Minimal Viable Model
All data science life cycle frameworks have some sort of modeling phase. However, I want to emphasize the importance of getting something useful out as quickly. This concept borrows from the idea of a Minimal Viable Product.
Breaking this down:
- Minimal: The model is narrowly focused. It is not the best possible model but is sufficient enough to make a measurable impact on a subset of the overall problem.
- Collect the maximum amount of validated learning about the model’s effectiveness: Develop a hypothesis and test it. This validated learning confirms or denies your team’s initial hypotheses. It has two main parts:
Is the model able to make a meaningful impact to the underlying business problem?
- Least effort: Full-fledged deployments are typically costly and time-consuming. Therefore, find the simplest way to get the model out.

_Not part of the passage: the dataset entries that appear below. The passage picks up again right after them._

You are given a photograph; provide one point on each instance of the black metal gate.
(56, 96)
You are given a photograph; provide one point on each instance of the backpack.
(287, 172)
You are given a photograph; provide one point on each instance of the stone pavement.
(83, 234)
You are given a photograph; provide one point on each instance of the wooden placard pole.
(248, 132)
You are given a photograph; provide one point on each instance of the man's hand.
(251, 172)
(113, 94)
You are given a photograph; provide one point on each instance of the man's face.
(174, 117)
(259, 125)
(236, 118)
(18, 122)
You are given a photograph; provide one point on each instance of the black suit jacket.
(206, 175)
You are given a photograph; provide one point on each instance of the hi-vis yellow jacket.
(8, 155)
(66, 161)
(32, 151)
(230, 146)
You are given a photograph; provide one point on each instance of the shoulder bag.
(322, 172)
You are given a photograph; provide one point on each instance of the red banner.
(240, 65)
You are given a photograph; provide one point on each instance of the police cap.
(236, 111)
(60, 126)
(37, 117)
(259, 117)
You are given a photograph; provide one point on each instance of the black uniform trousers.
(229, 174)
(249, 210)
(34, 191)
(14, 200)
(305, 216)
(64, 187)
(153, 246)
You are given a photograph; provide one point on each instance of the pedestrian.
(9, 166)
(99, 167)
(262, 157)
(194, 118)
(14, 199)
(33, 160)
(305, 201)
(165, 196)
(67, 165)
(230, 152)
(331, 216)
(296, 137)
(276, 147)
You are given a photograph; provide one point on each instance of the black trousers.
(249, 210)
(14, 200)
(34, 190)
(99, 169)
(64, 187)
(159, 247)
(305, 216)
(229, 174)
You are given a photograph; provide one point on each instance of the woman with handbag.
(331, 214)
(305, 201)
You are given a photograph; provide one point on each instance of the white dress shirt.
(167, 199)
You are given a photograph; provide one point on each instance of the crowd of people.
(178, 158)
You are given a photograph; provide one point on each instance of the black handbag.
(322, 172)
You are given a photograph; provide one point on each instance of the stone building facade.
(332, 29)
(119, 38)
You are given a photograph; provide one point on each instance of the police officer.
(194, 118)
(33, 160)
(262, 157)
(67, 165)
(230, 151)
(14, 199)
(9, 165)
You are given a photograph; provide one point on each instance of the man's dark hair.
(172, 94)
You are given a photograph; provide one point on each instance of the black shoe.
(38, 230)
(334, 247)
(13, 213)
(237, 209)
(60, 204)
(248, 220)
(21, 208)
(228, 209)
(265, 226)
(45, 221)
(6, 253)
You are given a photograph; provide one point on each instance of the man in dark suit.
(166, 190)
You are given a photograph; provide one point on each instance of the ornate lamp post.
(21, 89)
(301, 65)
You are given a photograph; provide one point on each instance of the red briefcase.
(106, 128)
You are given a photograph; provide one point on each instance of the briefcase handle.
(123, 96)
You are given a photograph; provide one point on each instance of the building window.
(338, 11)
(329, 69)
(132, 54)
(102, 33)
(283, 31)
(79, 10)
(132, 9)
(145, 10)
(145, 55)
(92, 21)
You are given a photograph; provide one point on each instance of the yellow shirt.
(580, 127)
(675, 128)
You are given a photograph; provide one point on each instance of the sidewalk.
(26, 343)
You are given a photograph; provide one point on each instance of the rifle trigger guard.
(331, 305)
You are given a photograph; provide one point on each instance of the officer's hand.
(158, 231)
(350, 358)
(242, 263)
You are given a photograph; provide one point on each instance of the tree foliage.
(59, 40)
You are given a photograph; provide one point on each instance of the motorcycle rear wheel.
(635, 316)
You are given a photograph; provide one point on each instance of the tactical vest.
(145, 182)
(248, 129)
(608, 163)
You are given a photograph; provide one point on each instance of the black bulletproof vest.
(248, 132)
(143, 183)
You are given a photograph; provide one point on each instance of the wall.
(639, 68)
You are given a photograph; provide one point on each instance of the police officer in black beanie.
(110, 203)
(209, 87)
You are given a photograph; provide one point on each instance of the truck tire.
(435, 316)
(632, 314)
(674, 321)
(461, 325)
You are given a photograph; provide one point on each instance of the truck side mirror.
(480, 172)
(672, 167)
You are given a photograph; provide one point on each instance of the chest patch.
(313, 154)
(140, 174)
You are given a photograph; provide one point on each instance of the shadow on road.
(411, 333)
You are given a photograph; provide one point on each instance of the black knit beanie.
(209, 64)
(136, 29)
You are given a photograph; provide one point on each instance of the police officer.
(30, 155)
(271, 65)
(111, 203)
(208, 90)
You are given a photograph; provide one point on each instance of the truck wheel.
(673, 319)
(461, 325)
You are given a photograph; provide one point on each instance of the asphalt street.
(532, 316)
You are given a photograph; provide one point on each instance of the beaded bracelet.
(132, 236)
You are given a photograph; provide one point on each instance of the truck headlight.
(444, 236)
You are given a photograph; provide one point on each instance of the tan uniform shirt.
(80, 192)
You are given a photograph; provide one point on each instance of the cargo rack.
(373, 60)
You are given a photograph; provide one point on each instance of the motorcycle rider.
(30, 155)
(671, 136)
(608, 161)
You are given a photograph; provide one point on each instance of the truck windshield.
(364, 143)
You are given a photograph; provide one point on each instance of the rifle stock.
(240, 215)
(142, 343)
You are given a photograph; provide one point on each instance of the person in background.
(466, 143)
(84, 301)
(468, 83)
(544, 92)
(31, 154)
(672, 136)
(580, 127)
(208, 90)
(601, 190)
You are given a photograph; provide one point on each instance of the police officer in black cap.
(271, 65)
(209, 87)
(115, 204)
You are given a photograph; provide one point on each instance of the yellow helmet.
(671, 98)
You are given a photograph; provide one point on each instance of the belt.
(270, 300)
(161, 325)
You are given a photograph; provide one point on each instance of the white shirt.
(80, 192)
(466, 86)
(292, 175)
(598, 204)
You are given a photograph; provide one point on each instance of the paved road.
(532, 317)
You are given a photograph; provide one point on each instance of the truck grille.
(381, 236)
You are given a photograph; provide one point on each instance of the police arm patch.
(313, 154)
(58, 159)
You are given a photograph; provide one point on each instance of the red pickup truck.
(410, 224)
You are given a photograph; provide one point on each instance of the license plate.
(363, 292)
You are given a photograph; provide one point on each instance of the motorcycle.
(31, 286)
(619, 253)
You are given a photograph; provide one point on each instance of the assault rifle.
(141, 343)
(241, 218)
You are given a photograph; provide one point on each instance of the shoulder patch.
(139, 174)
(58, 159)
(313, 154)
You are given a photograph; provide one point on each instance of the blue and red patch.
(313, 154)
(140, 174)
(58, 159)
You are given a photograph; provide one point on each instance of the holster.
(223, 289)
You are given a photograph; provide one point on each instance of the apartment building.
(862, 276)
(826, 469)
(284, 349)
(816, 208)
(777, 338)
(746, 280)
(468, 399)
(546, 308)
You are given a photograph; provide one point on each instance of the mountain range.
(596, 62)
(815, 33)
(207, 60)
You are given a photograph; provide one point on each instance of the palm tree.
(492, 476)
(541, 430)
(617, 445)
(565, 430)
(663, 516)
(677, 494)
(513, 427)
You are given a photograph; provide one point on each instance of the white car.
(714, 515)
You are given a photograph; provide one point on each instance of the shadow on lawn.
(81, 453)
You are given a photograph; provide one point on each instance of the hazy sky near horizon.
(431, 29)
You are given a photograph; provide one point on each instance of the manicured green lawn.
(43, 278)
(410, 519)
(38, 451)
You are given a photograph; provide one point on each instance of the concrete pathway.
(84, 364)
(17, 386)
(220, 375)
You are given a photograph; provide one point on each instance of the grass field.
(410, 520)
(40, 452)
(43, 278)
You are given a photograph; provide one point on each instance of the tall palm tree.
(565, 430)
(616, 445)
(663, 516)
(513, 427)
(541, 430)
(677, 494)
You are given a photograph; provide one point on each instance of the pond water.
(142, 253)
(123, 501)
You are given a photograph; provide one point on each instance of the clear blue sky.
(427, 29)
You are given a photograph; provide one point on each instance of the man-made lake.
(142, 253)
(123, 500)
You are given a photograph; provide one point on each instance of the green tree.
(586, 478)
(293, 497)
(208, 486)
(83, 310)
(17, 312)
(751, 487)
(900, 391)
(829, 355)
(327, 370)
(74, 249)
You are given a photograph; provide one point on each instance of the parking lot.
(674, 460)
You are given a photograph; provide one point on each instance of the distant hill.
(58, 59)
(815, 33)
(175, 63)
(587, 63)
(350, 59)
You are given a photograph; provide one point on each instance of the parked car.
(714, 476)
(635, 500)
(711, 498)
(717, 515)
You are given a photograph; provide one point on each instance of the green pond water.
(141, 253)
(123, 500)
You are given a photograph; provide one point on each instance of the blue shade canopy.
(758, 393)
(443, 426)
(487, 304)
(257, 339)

Deployment and Enhancements
Deployment
Many data science life cycles include “Deployment” or a similar term. This step creates the delivery mechanism you need to get the model out to the users or to another system. It’s key because:
This step means a lot of different things for different projects. It could be as simple as getting your model output in a Tableau dashboard. Or as complex as scaling it to the cloud to millions of users.
Any short-cuts taken in earlier the minimal viable model phase are upgraded to production-grade systems.
Typically the more “engineering-focused” team members such as data engineers, cloud engineers, machine learning engineers, application developers, and quality assurance engineers execute this phase.
Enhancements
The “Enhancements” portion is not as common in other data science life cycle frameworks. But I’m trying to emphasize the importance of getting something basic out and then improving it.
Recall that the previous step delivered the “Minimal Viable Model”. While great as a starting point, the model probably isn’t as good as it should be. So use the time that the engineers need to deliver the model to improve the models. Conceptually, this “Enhancements” phase means to:
- Extend the model to similar use cases (i.e. a new “Problem Definition” phase)
- Add and clean data sets (i.e. a new “Data Investigation and Cleaning” phase)
- Try new modeling techniques (i.e. developing the next “Viable Model”)
Data Science Ops
Most other data science life cycles end with a Deployment phase or even before that with Assessment.
However, as data science matures into mainstream operations, companies need to take a stronger product focus that includes plans to maintain the deployed systems long-term. There are three major overlapping facets of management to this.
Software Management
A productized data science solution ultimately sits as part of a broader software system. And like all software systems, the solution needs to be maintained. Common practices include:
- Managing access control.
- Maintaining the various system environments.
- Triggering alert notifications for serious incidents.
- Meeting service level agreements (SLAs).
- Executing test scripts with every new deployment.
- Implementing security patches.